A top headline in today’s Washington Post reads (in the print version)

France’s Hollande intervenes in Mali

An odd headlne, I thought. I’m sure Hollande himself isn’t picking up a gun and heading for Mali. And if he’s simply sending troops (as the online version says), don’t we usually just say “France sends troops”? But in fact, of course, some person or persons actually send troops to war. It isn’t done by a whole country collectively. And in the case of France, apparently one person has the authority to launch military interventions. (Thank God we don’t live in such a country!)

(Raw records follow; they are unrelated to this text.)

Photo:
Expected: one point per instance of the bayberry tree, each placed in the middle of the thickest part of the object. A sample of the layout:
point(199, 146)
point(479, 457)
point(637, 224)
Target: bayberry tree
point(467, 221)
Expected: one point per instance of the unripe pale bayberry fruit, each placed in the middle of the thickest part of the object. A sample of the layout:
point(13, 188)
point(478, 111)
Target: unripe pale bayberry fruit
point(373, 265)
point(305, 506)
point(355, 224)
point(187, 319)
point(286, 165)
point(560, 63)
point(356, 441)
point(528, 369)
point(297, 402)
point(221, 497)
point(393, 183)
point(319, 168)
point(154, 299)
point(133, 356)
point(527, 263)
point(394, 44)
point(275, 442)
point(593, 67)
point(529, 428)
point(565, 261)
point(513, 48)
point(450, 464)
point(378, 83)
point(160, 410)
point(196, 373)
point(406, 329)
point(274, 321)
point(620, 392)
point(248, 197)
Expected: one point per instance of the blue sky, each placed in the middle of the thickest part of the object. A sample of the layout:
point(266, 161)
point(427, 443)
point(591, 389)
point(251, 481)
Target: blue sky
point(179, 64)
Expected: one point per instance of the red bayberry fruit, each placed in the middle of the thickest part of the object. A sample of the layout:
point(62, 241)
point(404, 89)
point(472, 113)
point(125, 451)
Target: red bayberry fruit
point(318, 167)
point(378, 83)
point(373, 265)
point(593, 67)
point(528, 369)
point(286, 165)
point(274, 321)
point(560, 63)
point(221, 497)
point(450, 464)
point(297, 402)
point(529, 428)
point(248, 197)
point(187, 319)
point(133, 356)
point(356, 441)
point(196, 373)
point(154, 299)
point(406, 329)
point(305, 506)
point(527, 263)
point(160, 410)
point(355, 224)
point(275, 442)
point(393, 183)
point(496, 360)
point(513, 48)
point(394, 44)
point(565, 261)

The headline in my morning paper put me in mind of one of Tom Palmer’s favorite quotations in discussions of statism and individualism. It comes from the historian Parker T. Moon of Columbia University in his study of 19th-century European imperialism, Imperialism and World Politics

Language often obscures truth. More than is ordinarily realized, our eyes are blinded to the facts of international relations by tricks of the tongue. When one uses the simple monosyllable “France” one thinks of France as a unit, an entity. When to avoid awkward repetition we use a personal pronoun in referring to a country—when for example we say “France sent her troops to conquer Tunis”—we impute not only unity but personality to the country. The very words conceal the facts and make international relations a glamorous drama in which personalized nations are the actors, and all too easily we forget the flesh-and-blood men and women who are the true actors. How different it would be if we had no such word as “France,” and had to say instead—thirty-eight million men, women and children of very diversified interests and beliefs, inhabiting 218,000 square miles of territory! Then we should more accurately describe the Tunis expedition in some such way as this: “A few of these thirty-eight million persons sent thirty thousand others to conquer Tunis.” This way of putting the fact immediately suggests a question, or rather a series of questions. Who are the “few”? Why did they send the thirty thousand to Tunis? And why did these obey?

I guess the Post has avoided the obfuscation of which Moon complained by stating frankly: “Hollande sends troops to Mali.”